With the story out today that the late Paul Newman was supposed to have had an affair with a female journalist during the making of Butch Cassidy and the Sundance Kid, I’m reminded of stories I heard years ago from some big time gossips from the Hollywood gay community that Newman would have done anything but. Here’s something to chew on:
From www.associatedcontent.com- Paul Newman and Gore Vidal shared the Three-Faced Eve, Joanne Woodward, in the late 1950s, living as a happy threesome for a while. Paul and Gore remained close throughout the ’60s, until Gore’s live-in “husband” got him to vamoose for Italy and away from the sultry arms of the box-office star.
Paul took Robert Wagner as a lover sometime in the early 1960s, after Wagner was dumped by his wife Natalie Wood. In turn, Newman dumped “Babs” (Wagner’s nickname given to him by the denizens of the New York transvestite demimonde he loved to flock with) in the late ’60s, after New Blue Eyes became the top box office star in America (1968-70, ranking #1 twice). His disdain for Babs’ TV career bled over into Newman’s relations with rival (on the queen scene) James Garner….
….Steve McQueen dropped out of The Sundance Kid & Butch Cassidy over the rumors about his own sexuality. (The Sundance Kid & Butch Cassidy was the original working title of the 1969 megahit. Newman — who owned the property — originally was slated to play Sundance, but after McQueen dropped out and Marlon Brando refused the role, he took the role of Butch.
The name “Butch” has hyper-masculine connotations, so Newman might have switched roles as a joke, as the movie was written as a straight Western.
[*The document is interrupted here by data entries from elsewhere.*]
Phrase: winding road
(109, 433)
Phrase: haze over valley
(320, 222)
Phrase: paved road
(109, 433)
Without warning, Newman changed it into a comedy, through his performance on the first say of shooting, according to director George Roy Hill. ) McQueen was afraid of being associated with the closet queen Newman, even if he was allowed to play “Butch,” as he had supported himself as a call-boy in his early days as an actor in New York and Hollywood, where he was warily jealous of the openly bisexual James Dean, just as later, in 1960s Hollywood, he would be jealous of Newman. (McQueen was the son of a 16-year old prostitute, so whoring came natural to him.) As his first wife said in her autobiography, McQueen admitted he was leaving her to prove his manhood to those in Hollywood who thought he was a sissy, by taking other, younger women…
…Robert Redford (a.k.a. “Butch” to the Newman crowd, a kind of in-joke) never made a sequel to his two blockbusters with Newman (Butch Cassidy and the Sundance Kid and The Sting, both among the most popular movies ever made) not necessarily out of disgust with his on-screen pal’s sexual shenanigans (which were winding down at that point anyways), but to protect his standing as primo box office star (#1 three times in mid-1970s).